しかし、ザッシュのプライドを打ち砕くのにはおあつらえ向きである。
ザッシュも、二人に戦闘に集中している観戦者たちも気づいていないが……周囲に落ちていたフォークロアの残骸の数は減っていた。
さらに言えば、五十メートル級の残骸だってその場にはない。
戦闘の余波で吹き飛ばされた――わけではなく、ガラテアが回収したのだ。
そして質量と体積を超圧縮することで、大量のオリハルコンを貯蔵することに成功した。
ヘスティアから受けた傷を癒やしたのは、その貯蔵分の一部を魔力によって変形させていたのである。
そして、それは同時に、ドールそのものを変形できるという意味でもあった。
「ガラテア、モード“賢者”」
溜め込んでいたものも含め、プリムラは頭で組み立てた設計図通りに、ガラテアを組み替えていく。
ブランクドールに毛が生えた程度の質素な機体ではなく、他のドール同様に、アニマの特徴を如実に現した“らしい”姿へと。
煙が晴れる。
変わり果てたガラテアが、ザッシュたちの前に現れる。
「な、なんだあの姿はっ!?」
機体色は純白から暴力性を感じさせる赤へ。
スラッとシャープな輪郭になった頭部の両側からは、アンテナのようなものが二本突き出しており、それは耳にも見えるし、悪魔の角のようでもあった。
しかし角に限った話ではなく、尖った爪や細身の体にと、全体的に賢者と言うより悪魔と呼んだほうが近い。
唯一今のガラテアを賢者たらしめているのは、背中に浮かび上がる青い“魔法陣”だろう。
「シナプスネットワークを利用した魔法陣投影……当時の魔術師たちが今も生きてたら、口を揃えて『便利な世の中になったな』って言うんだろうなぁ」
魔術を行使するにあたって、一つの大きなハードルであった魔法陣の生成。
それを、ネットワーク上にアップロードし、呼び出すだけで行えてしまうのだ。
現代の魔術革命とも呼ぶべきその技術は、魔術の煩雑さを大幅に軽減することに成功した。
同時にそれは、魔術の安定性に割いていた分を、威力の特化に利用できるという意味でもある。
「すまんなザッシュ、待たせちまって。
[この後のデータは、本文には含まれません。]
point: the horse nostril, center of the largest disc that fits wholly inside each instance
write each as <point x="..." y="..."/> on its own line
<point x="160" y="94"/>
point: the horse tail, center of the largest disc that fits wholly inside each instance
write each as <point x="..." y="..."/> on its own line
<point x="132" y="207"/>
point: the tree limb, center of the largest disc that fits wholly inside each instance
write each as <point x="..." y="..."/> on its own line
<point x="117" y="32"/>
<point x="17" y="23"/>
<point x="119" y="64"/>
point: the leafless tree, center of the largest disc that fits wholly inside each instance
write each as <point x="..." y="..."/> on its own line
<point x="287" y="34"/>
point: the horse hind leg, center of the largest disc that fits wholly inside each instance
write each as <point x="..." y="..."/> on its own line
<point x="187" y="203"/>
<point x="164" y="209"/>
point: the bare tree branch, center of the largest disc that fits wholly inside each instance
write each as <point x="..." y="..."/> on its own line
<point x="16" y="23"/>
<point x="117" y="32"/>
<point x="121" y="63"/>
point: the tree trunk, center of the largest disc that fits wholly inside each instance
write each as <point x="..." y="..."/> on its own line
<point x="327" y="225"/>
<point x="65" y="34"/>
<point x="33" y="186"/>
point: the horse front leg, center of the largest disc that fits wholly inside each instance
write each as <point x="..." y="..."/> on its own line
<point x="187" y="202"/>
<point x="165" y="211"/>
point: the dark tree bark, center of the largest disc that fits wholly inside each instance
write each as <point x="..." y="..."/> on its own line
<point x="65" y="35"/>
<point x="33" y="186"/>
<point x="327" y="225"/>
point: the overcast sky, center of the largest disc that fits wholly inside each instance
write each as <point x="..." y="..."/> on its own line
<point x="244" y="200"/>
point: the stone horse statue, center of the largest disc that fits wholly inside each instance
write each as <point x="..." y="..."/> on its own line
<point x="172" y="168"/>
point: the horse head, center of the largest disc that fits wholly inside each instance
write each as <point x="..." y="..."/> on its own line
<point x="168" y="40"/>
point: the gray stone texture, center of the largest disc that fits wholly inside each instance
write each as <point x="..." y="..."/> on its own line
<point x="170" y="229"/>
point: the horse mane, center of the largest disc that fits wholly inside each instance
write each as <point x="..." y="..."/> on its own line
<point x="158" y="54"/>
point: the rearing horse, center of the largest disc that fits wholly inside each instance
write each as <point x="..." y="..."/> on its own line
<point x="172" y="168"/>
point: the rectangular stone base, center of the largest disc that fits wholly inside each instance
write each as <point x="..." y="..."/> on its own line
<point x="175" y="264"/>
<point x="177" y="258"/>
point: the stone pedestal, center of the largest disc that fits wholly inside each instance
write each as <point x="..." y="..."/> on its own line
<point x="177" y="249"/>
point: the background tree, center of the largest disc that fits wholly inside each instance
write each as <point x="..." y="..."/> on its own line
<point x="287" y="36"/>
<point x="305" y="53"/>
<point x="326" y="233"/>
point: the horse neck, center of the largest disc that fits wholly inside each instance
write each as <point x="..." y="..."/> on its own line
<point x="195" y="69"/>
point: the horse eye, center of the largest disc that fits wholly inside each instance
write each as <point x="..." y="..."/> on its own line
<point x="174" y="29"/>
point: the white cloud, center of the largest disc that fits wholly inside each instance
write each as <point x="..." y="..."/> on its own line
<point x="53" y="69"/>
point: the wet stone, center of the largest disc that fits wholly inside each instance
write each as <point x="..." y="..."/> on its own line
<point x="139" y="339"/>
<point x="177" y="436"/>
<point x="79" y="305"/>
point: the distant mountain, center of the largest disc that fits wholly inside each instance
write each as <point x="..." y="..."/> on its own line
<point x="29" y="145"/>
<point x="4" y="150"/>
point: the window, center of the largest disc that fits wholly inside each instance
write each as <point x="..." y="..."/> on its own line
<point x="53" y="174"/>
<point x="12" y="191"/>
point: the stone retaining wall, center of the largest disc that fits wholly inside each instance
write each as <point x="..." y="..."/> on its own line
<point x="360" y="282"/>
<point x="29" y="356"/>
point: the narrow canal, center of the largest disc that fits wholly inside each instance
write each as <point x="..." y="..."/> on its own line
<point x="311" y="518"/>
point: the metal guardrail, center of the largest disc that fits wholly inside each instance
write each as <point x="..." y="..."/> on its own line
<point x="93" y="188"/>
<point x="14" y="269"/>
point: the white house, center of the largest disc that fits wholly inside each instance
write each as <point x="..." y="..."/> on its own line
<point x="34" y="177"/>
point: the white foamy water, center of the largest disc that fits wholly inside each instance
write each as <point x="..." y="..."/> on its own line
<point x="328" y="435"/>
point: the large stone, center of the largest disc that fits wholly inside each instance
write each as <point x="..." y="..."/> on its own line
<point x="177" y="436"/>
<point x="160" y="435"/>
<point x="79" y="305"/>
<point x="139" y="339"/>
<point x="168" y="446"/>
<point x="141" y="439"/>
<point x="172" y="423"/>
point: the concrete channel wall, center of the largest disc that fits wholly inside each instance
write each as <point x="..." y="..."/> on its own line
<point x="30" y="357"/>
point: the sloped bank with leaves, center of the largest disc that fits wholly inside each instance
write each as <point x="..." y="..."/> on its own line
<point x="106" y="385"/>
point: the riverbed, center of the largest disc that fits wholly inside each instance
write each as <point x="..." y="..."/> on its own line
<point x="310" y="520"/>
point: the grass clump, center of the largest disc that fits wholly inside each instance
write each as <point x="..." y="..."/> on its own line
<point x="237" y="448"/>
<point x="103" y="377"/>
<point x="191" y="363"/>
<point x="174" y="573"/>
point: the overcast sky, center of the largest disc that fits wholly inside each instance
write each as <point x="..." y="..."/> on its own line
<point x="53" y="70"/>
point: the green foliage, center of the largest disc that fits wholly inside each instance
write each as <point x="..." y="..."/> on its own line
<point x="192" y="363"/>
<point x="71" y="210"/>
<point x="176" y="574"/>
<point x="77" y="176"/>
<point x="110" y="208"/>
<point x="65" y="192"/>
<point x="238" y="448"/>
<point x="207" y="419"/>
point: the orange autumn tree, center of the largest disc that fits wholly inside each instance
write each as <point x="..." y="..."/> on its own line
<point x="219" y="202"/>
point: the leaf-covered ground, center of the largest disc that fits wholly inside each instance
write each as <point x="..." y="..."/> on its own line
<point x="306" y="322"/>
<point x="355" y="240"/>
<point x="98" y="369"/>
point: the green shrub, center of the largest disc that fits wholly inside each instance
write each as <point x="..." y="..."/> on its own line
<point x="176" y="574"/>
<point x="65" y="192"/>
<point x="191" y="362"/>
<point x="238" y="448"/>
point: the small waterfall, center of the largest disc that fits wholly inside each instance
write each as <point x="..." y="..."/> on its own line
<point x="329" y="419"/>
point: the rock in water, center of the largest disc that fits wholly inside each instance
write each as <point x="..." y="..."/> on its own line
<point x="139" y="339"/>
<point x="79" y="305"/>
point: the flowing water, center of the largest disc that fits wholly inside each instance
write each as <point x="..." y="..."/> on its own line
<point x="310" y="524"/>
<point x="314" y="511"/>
これ作るのに時間かかってたんだよ」
プリムラは、己の人格をガラテアに寄せた。
表情も、思考も、口調も――生前の彼女と似たものになり、プリムラはさらなる残酷さを得る。
もしもこの姿になる前にザッシュが敗北していたなら、なにも失わずに済んだかもしれない。
だがもう遅い。
ザッシュ自身も、赤いガラテアから発せられる異様な雰囲気に、薄々やらかしたことを感づいていたが、ここまで来たら退くわけにもいかない。
「へ……へへ……つくづくそういうハッタリが好きなやつだな、プリムラ! 惑わされねえからな、俺は――!」
「一撃で終わらせる」
ガラテアの背後に浮かぶ魔法陣が、青から赤へと変わる。
それを見た瞬間、ザッシュの本能が『逃げろ』と警告を発し、同時に機体も動いたが――それでも遅い。
気づけば、ヘスティアは手足を切断され、胴体だけで空中を舞っていた。